The new limitations on charitable deductions will likely impact only a small but very important subset of your donors—those with very high incomes. Encourage those donors to talk with their tax advisors about “bunching” multi-year commitments into a single tax year. You can also emphasize gifts of appreciated assets, which typically offer greater overall tax efficiency than cash. Most importantly, remind donors that early coordination with their tax advisors matters more than ever. Tax season is the perfect time to start preparing for year-end giving.
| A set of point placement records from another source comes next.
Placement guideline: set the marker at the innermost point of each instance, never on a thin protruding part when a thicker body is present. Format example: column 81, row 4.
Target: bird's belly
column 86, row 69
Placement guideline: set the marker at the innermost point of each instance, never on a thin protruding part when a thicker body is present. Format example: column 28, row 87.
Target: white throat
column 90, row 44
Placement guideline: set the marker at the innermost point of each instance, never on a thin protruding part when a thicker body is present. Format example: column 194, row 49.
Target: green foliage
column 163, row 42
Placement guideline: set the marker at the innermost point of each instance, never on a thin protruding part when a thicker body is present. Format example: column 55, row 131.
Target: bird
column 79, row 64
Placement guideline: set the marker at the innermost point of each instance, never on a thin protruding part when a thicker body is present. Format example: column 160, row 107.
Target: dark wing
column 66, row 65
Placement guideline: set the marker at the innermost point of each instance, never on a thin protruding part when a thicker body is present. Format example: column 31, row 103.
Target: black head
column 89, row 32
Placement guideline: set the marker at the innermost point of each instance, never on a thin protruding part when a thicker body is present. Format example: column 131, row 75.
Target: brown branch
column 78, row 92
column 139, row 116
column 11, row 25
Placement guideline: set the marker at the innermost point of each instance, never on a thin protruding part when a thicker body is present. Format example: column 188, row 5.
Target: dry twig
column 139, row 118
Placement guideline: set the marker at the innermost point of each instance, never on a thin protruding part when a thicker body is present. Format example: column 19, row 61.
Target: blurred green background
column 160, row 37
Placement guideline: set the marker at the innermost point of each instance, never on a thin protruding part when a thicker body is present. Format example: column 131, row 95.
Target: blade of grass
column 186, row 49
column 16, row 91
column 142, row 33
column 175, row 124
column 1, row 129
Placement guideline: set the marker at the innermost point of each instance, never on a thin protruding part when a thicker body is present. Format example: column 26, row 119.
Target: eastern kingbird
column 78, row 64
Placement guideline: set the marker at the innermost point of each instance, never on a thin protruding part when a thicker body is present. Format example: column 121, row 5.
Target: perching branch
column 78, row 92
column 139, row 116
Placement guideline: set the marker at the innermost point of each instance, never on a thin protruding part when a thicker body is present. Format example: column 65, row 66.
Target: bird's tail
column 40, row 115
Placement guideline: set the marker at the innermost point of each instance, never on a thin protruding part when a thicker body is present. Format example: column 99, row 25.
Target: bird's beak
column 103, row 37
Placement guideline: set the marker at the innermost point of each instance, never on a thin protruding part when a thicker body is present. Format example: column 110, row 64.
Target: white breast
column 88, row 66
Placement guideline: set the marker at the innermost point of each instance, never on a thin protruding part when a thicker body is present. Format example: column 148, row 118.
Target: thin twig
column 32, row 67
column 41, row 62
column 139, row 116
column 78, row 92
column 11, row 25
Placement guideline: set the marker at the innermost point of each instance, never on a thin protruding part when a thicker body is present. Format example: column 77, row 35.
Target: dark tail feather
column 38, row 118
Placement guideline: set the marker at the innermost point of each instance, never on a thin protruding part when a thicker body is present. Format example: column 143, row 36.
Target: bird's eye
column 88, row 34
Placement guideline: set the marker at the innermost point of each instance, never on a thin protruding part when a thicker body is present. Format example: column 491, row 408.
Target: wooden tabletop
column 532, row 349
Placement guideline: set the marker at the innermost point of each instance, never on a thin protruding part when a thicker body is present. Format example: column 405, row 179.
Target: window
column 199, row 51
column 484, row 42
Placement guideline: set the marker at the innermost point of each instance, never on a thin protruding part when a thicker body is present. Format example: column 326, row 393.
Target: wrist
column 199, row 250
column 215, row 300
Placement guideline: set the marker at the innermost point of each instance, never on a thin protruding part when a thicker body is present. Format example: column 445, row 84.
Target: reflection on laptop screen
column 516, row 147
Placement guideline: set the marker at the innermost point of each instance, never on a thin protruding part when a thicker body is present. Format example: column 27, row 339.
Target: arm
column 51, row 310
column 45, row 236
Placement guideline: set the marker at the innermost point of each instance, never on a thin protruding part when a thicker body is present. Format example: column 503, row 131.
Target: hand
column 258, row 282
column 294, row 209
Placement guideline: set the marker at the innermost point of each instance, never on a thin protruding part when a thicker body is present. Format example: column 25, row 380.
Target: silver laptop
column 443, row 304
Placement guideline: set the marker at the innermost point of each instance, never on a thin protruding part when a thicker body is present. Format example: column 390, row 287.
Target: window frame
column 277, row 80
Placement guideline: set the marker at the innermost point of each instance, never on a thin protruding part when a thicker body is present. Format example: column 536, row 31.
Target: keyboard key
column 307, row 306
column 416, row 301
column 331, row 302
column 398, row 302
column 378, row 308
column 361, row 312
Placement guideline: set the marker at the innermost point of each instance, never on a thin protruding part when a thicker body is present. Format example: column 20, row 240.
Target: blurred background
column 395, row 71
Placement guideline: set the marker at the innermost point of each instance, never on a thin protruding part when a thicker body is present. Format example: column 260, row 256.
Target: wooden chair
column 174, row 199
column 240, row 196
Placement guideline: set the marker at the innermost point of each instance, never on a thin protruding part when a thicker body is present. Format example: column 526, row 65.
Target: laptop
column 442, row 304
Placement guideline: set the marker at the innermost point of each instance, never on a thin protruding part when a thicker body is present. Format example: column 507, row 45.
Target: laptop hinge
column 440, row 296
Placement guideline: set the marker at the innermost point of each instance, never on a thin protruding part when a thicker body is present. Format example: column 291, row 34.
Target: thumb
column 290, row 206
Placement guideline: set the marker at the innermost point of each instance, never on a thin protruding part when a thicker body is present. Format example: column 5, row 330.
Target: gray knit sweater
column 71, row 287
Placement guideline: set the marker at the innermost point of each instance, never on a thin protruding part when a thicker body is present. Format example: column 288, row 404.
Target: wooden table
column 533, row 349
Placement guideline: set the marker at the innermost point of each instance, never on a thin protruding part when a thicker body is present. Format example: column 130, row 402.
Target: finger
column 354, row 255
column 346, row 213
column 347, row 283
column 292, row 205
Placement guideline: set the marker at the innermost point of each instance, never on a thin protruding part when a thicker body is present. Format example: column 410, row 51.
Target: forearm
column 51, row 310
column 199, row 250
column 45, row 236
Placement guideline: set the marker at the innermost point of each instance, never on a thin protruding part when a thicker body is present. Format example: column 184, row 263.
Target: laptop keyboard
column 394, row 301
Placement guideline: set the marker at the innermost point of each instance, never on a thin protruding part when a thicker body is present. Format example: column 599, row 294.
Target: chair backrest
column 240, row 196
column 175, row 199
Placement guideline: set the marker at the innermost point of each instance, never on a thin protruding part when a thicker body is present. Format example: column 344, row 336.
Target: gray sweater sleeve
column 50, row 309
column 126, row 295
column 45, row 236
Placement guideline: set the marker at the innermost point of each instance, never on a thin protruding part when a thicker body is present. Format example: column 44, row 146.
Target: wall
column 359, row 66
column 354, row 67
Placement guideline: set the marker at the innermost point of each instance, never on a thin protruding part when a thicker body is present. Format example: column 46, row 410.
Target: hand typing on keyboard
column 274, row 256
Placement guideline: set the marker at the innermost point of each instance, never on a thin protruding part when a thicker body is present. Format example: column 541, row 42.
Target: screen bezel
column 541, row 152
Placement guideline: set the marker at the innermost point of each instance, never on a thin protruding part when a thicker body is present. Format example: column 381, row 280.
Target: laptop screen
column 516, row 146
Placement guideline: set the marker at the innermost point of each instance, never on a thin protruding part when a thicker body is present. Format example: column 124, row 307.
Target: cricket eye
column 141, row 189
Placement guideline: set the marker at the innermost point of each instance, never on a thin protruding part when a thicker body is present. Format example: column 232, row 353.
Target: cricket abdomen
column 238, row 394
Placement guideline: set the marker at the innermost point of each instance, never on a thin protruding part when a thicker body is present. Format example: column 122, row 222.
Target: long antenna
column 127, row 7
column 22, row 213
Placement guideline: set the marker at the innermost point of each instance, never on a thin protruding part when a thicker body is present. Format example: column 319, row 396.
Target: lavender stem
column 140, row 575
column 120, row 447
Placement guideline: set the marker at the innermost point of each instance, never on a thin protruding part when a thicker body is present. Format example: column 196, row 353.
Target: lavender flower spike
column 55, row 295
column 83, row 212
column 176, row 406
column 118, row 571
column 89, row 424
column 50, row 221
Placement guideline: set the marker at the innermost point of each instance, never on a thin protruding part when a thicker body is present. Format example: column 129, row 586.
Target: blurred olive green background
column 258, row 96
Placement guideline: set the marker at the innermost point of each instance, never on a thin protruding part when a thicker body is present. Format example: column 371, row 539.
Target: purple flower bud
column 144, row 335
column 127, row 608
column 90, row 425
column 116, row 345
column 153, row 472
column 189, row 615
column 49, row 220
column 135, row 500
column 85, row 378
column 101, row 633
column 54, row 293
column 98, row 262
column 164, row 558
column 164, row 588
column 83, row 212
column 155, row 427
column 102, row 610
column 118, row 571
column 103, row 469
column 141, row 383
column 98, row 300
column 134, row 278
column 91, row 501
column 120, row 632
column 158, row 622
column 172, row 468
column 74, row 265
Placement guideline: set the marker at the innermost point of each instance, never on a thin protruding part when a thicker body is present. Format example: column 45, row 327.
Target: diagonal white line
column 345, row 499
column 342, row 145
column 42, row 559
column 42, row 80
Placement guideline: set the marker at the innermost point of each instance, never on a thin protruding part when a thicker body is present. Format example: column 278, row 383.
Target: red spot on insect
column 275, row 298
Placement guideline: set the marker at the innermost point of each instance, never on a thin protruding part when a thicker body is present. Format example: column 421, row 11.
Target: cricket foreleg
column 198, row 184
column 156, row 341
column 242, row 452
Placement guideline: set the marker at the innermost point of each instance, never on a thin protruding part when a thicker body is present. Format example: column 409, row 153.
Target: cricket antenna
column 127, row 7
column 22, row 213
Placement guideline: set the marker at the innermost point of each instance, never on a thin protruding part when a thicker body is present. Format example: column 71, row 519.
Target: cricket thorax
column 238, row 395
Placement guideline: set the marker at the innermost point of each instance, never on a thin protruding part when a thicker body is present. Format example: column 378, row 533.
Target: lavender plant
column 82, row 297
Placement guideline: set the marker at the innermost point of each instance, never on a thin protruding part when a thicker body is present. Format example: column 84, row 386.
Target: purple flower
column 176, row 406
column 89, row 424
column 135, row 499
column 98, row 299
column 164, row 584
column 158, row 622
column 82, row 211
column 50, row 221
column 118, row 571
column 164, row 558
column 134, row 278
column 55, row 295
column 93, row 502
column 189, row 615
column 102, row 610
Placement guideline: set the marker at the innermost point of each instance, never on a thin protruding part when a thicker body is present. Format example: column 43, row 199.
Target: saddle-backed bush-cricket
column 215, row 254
New above-the-line deduction for non-itemizers

What's happening?

Starting in 2026, taxpayers who do not itemize income tax deductions may claim an above-the-line charitable deduction of up to $1,000 for single filers and $2,000 for married couples filing jointly for cash gifts to qualifying nonprofits. This deduction reduces income before AGI is calculated, but it does not apply to non-cash gifts and does not apply to gifts to donor advised funds.

What can you do?

This is an opportunity to re-engage small and mid-level donors who previously received no tax benefit from annual giving. It's also an opportunity to recruit new donors, who typically start with modest levels of support. Consider messaging that highlights the new deduction in simple terms and encourages recurring cash gifts—particularly among younger households and donors early in their philanthropic journey. As always, remind donors and prospective donors to consult their tax advisors to determine how this new deduction might apply to them.

Documentation rules remain strict

What's happening?

Gifts over $250 require written acknowledgment from your nonprofit. Non-cash gifts valued at $500 or more require IRS Form 8283, and gifts over $5,000 generally require a qualified appraisal. While these rules are not new, heightened IRS scrutiny makes compliance especially important.

What can you do?

Review your acknowledgment processes now to ensure receipts are timely, complete and compliant. You may also want to proactively educate donors about appraisal requirements for real estate or closely held business interests so that complex gifts do not stall late in the year due to missing documentation. Be sure you leave the legal and tax advice to donors’ advisors. Include language in every communication to the effect that donors should consult with a tax professional about how the rules apply in their unique circumstances.

QCDs are still amazing

What's happening?

For donors age 70 ½ or older, Qualified Charitable Distributions (QCDs) from Individual Retirement Accounts (IRAs) remain an especially efficient strategy. In 2026, the annual limit is $111,000 per taxpayer, and, if applicable, QCDs can satisfy required minimum distributions without increasing taxable income. Importantly, QCDs are not affected by the new itemized deduction floor or deduction caps, though they cannot be directed to donor advised funds.

What can you do?

Make sure your communications with older donors clearly reference QCDs as a tax-efficient giving option. A simple reminder in newsletters throughout the year, paired with instructions to contact their tax advisor and IRA administrator early, can significantly increase these IRA gifts and help ensure that donors start the process early enough to make it happen.

The charitable tax landscape in 2026 is more nuanced than in prior years. Donors are hearing new terminology from their CPAs and financial advisors, and your fundraising strategy should reflect that reality. The team at the Community Foundation will continue to keep you informed as we watch the trends. We are honored to work with you to strengthen charitable giving across our entire community.